Remember the old adage: One man's burnt toast is another man's museum exhibition. The Burnt Food Museum has been honoring "culinary disasters" for more than 20 years. The museum includes a private exhibition of burnt items featuring everything from the classics (toast, blackened bagels) to the funny (charred lemons, shriveled tangerines, ashes of Hot Pockets), and artists have donated renderings of items like appliances and burnt waffles. A few times a year the exhibit opens to public viewing.
Bionic Burger Museum — Online
Len Foley’s unique collection started when he learned of a chance occurrence in 1989 — a young man bought two Big Mac burgers from McDonald’s, ate the first, and then placed the other in his jacket pocket to save for later. A year passed before he realized that the burger was still his pocket, and when he retrieved it he discovered it in the exact same condition it was when he bought it (though a bit colder, naturally). Struck with such awe and inspiration, Foley decided to dedicate his life to immortalizing Big Macs and displaying them.
International Vinegar Museum — Roslyn, S.D.

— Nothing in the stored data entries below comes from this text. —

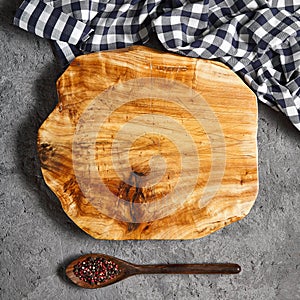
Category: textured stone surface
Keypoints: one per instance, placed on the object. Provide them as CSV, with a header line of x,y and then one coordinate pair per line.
x,y
37,240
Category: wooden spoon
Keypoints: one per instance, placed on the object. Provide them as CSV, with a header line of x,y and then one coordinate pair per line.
x,y
99,270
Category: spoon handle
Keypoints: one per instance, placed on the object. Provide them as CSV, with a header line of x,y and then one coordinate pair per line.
x,y
189,269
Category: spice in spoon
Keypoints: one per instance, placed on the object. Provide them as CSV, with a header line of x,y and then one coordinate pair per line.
x,y
96,270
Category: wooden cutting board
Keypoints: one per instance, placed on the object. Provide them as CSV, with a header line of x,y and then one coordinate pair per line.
x,y
151,145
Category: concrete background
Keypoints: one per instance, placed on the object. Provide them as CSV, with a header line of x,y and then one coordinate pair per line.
x,y
38,240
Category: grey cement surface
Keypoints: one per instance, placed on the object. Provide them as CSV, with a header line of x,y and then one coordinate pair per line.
x,y
37,240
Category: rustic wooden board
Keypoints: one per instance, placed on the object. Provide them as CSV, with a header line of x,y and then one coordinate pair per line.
x,y
151,145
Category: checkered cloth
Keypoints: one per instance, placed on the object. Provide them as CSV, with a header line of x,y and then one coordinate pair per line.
x,y
259,40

Lawrence Driggs, the self-proclaimed "Vinegar Man," has dedicated his life to collecting and curating the first and only museum celebrating vinegar. Not only can visitors look through the vast selection of vinegars from around the world, but they’ll also be educated about the cooking uses, heritage and origins, and historical trends associated with the acidic condiment.
The Currywurst Museum — Berlin, Germany
Immerse yourself in the culture and history of this popular German snack food. At The Currywurst Museum, visitors can enjoy the Spice Chamber, where they can taste and sniff distinct currywurst flavoring blends, or explore what it’s like to own their own currywurst snack bar.
The Jell-O Gallery — LeRoy, N.Y.
Did you know that Jell-O was one of the first products sold door-to-door? Increase your trivia knowledge about this iconic treat with a trip to The Jell-O Gallery. The museum currently features an exhibit on how Bill Cosby has influenced the Jell-O industry.